Teaching children to manage money
“Frugality includes all the other virtues.” –Cicero
Managing money has always been an important skill. The more financial savvy your children are, the better spending decisions they will make throughout their lives. We have all been through an age where money was touched, felt and valued. It was mostly paper money. But now with Debit/Credit Cards, Mobile Wallets, and Internet Banking, children don’t see currency and coins. Online shopping is a secret genie with one-click checkout, to make an item appear at your house “There are some things money can’t buy. For everything else, there’s MasterCard”. You would all have been in a situation where the excuse for not having money is countered with “Take it from the ATM”. Bingo! Isn’t it?
This invisible money gives the impression of an unlimited resource. Preaching doesn’t work today and it is best to get our kids involved in money management as appropriate with respect to age. Children from the age of 3-4 years can start to understand the concept of saving and spending. The importance of money can be taught early through real-life situations. Eg. When in an ATM, we can talk about how money is earned through hard work and when in the supermarket one can ask “What is expensive? What is really needed? How do we compare?” to evoke concepts of thoughtful spending. These help sow seeds of money management in our child’s mind.
Children are curious and want to show that they have grown. Make them involved and responsible for budgeting and financial planning. For instance, they plan what things are required and make an appropriate list for a supermarket visit or decide the number of dinners/family outings within their given budget. It makes them feel valued and encourages thought process around money management. If the child is too young, he/she may not understand the concept of investing and interest rates but we can give them piggy banks/container for Saving, Spending & Sharing – where they put their allowances equally in these containers. It is a very easy way to learn the importance of saving.
They can ‘spend’ for their candy or a book or a ball and ‘save’ for a more priced possession until they can afford it. It will usually be a more expensive item than candy or chocolate. It helps them learn delayed gratification, the importance of being patient and about savings & accrual. They intuitively start counting whenever money gets added in savings and gets removed from spending to see what is left, putting a value against money.

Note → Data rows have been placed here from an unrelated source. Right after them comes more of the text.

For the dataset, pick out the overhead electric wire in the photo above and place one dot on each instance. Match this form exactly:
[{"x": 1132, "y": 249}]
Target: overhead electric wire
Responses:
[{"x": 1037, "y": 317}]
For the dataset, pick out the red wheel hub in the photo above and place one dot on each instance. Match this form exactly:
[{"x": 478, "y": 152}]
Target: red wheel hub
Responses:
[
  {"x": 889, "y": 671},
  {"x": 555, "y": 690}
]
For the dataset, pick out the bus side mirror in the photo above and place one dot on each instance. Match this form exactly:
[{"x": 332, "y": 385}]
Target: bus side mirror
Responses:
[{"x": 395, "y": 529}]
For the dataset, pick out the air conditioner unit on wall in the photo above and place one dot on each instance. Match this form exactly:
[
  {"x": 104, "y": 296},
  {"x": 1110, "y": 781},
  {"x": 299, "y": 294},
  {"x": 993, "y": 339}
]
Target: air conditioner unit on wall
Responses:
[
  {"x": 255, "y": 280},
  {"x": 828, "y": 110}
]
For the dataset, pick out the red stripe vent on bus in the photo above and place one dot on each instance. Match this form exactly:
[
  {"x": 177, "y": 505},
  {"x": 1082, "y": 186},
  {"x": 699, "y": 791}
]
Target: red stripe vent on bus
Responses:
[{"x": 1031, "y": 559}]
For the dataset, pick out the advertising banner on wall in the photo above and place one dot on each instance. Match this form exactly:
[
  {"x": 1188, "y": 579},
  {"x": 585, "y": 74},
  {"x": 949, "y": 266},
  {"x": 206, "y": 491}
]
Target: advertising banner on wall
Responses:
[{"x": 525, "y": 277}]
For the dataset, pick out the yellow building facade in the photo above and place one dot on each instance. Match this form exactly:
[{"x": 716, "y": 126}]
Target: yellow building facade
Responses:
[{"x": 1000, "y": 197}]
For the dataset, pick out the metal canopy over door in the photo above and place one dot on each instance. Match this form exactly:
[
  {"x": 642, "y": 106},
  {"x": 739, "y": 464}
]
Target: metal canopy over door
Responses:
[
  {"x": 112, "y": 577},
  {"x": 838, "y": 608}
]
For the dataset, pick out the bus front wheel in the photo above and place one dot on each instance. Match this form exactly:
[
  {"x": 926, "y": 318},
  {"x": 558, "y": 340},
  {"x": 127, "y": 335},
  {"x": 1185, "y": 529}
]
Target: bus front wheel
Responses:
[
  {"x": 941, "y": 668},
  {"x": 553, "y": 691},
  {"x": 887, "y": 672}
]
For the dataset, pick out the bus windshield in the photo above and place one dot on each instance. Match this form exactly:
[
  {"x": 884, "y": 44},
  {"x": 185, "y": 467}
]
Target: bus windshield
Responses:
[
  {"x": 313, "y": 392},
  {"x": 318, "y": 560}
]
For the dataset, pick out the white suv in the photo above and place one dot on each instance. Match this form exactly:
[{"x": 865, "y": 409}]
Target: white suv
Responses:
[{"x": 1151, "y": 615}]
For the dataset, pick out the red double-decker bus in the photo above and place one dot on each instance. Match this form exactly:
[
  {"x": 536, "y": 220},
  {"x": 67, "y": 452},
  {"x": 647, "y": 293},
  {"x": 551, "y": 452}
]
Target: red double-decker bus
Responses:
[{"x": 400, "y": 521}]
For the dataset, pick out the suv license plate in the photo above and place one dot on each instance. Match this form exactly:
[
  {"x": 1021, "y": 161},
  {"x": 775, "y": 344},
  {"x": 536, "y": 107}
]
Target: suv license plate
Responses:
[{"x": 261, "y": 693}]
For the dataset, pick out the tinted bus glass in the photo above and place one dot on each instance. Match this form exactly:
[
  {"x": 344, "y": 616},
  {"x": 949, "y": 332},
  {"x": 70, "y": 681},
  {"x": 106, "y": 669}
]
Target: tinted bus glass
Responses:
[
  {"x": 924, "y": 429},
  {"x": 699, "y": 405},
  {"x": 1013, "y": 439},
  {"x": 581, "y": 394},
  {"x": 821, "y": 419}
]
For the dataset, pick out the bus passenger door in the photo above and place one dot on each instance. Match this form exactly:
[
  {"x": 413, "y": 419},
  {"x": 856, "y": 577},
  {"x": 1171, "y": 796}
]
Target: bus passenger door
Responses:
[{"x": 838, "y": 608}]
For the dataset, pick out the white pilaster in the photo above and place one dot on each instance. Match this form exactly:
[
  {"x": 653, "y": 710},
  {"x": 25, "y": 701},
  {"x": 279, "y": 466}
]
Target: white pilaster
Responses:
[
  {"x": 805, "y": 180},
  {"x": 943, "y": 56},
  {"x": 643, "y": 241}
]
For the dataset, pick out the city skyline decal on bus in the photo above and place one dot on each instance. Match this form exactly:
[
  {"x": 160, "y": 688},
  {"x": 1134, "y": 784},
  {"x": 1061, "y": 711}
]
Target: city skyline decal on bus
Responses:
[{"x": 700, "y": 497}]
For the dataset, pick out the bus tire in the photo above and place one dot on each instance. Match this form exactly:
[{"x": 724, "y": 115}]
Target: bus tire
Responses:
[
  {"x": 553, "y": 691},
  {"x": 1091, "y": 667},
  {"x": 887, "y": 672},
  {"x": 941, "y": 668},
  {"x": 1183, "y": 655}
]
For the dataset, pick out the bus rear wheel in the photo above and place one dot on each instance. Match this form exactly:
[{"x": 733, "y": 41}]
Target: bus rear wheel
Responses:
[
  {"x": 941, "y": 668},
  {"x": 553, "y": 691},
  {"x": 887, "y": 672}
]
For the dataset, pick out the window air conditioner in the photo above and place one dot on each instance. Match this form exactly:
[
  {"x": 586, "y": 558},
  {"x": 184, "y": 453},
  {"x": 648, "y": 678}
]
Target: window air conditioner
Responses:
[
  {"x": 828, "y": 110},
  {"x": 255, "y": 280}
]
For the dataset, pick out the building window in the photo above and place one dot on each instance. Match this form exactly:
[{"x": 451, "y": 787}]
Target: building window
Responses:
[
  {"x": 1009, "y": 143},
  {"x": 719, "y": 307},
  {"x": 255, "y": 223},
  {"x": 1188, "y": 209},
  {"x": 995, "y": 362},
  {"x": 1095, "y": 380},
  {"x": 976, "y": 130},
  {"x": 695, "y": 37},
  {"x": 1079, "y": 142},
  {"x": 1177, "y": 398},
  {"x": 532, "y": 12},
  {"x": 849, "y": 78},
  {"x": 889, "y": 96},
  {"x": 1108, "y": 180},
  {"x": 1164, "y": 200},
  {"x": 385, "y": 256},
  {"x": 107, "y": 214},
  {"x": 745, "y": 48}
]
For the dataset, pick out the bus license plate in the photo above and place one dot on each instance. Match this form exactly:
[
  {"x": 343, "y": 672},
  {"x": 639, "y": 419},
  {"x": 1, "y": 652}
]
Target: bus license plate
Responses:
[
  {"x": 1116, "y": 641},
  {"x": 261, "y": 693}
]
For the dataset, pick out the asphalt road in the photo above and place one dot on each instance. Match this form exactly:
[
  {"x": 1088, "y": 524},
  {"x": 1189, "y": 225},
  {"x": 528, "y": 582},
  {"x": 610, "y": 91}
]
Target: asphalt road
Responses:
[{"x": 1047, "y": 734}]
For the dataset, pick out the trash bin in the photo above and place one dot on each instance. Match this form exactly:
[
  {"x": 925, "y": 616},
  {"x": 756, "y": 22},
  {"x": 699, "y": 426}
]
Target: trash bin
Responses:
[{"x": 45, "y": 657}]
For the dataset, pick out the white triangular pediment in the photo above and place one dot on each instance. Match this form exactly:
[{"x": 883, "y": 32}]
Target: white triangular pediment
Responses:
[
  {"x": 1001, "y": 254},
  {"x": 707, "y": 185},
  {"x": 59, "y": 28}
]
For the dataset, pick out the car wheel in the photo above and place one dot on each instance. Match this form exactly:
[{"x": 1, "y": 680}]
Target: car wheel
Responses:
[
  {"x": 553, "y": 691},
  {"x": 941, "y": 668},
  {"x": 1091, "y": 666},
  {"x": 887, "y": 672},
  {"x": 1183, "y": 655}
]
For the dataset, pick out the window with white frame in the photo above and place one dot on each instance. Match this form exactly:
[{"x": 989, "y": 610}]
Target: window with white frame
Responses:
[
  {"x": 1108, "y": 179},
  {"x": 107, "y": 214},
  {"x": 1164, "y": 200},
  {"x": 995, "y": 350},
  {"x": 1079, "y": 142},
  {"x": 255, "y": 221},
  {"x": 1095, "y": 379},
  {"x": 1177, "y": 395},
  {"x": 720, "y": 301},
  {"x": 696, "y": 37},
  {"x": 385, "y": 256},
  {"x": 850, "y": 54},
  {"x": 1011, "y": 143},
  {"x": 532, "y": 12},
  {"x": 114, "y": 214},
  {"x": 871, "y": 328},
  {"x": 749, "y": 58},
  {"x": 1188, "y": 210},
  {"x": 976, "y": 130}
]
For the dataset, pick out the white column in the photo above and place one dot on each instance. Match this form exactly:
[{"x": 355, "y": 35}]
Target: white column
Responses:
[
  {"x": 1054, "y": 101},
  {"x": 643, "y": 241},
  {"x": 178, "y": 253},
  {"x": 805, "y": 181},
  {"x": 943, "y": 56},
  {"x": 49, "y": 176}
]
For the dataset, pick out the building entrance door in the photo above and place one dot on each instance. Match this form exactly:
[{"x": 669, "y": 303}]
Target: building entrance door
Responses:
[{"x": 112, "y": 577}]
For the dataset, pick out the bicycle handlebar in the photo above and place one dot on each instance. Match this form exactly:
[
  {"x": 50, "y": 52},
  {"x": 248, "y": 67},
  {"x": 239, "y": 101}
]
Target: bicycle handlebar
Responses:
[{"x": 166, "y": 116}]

The ‘Sharing’ jar will help understand philanthropy, donating to the needy or a cause and make them a compassionate human being. Trips to the supermarket or shopping can be used to help make your child a wise consumer or smart buyer. You can show that you can shop around and see a cheaper and expensive product and save by making the right decision comparing price, quality, and quantity. It would be a good idea to take elder kids to the bank and open an account. This will introduce the concept of interest/credit and how money grows & income can be generated. Teenagers can learn how credit is used by businesses/entrepreneurs and how to make wise investments. Essentially, creating learning opportunities at every age/step is the key to develop this important skill from a young age to adulthood.
As the saying goes – Before you spend, earn. Before you invest, investigate. Before you retire, save.
A brief profile of Mr. Mahitosh Patankar:
Mr. Mahitosh Patankar is a senior IT professional working with British Telecom, managing Product Development. He has completed his Engineering from IIT Madras and Management from IIM Bangalore. He is active in voluntary work and loves singing, traveling and camping.